A review of what sounds like an interesting book brought up some interesting historical notes. Excerpts:
...[A] revolution took place in 1967 that changed Catholic higher education radically, but we hope not forever. It was known as the Land O’ Lakes Conference, for that is where a group of Catholic college presidents and academics undertook a revolution in Catholic education that hopefully will someday (soon) be rolled back.

The Land O’ Lakes document began this way:
“The Catholic university today must be a university in the full modern sense of the word, with a strong commitment to and concern for academic excellence. To perform its teaching and research functions effectively, the Catholic university must have a true autonomy and academic freedom in the face of authority of whatever kind, lay or clerical, external to the academic community itself. To say this is simply to assert that institutional autonomy and academic freedom are essential conditions of life and growth and indeed of survival for Catholic universities, as for all universities.”
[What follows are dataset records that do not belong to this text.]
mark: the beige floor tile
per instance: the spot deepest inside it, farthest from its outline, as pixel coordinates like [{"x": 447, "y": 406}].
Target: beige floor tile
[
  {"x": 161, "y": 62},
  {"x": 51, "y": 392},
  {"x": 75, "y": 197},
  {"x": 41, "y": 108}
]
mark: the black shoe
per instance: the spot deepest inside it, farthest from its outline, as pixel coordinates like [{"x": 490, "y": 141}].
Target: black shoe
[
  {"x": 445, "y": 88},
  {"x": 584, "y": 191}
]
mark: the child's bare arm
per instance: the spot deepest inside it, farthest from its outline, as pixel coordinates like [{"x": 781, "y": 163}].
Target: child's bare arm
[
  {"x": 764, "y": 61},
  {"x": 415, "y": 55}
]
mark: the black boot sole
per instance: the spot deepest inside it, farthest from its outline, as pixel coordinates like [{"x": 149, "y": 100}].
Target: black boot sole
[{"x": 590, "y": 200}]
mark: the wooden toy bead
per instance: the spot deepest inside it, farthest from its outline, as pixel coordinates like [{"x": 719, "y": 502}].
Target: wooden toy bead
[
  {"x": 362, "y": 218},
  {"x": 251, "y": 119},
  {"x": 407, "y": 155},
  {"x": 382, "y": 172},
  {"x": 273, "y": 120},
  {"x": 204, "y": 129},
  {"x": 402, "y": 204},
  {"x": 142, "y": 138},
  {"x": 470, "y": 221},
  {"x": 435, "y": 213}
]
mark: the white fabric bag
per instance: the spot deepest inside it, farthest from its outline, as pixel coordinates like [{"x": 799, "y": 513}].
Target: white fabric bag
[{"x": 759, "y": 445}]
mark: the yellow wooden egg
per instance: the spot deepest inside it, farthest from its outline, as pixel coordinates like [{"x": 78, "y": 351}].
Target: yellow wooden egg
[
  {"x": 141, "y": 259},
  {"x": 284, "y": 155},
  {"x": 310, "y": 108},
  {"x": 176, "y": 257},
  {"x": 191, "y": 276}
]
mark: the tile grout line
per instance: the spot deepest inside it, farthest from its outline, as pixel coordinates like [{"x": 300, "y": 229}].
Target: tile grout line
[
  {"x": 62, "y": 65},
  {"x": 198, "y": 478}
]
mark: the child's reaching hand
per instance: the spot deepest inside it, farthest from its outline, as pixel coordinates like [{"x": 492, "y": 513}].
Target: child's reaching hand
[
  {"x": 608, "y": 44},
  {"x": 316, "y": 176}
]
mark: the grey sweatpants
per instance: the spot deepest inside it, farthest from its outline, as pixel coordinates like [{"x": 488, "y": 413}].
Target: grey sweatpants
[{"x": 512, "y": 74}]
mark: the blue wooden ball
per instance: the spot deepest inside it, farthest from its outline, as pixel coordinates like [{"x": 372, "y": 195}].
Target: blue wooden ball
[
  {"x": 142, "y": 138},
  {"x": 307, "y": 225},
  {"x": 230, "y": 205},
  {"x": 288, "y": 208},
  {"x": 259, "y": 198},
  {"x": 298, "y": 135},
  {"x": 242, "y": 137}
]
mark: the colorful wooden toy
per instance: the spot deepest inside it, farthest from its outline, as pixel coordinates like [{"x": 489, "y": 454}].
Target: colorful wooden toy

Now compare this with Pope Benedict’s address to Catholic educators at Catholic University in Washington on April 17, 2008:

“It is the case that any appeal to the principle of academic freedom to justify positions that contradict the faith and the teaching of the Church would obstruct or even betray the university’s freedom and identity and mission: a mission at the heart of the Church’s munus docendi and not somehow autonomous or independent of it...”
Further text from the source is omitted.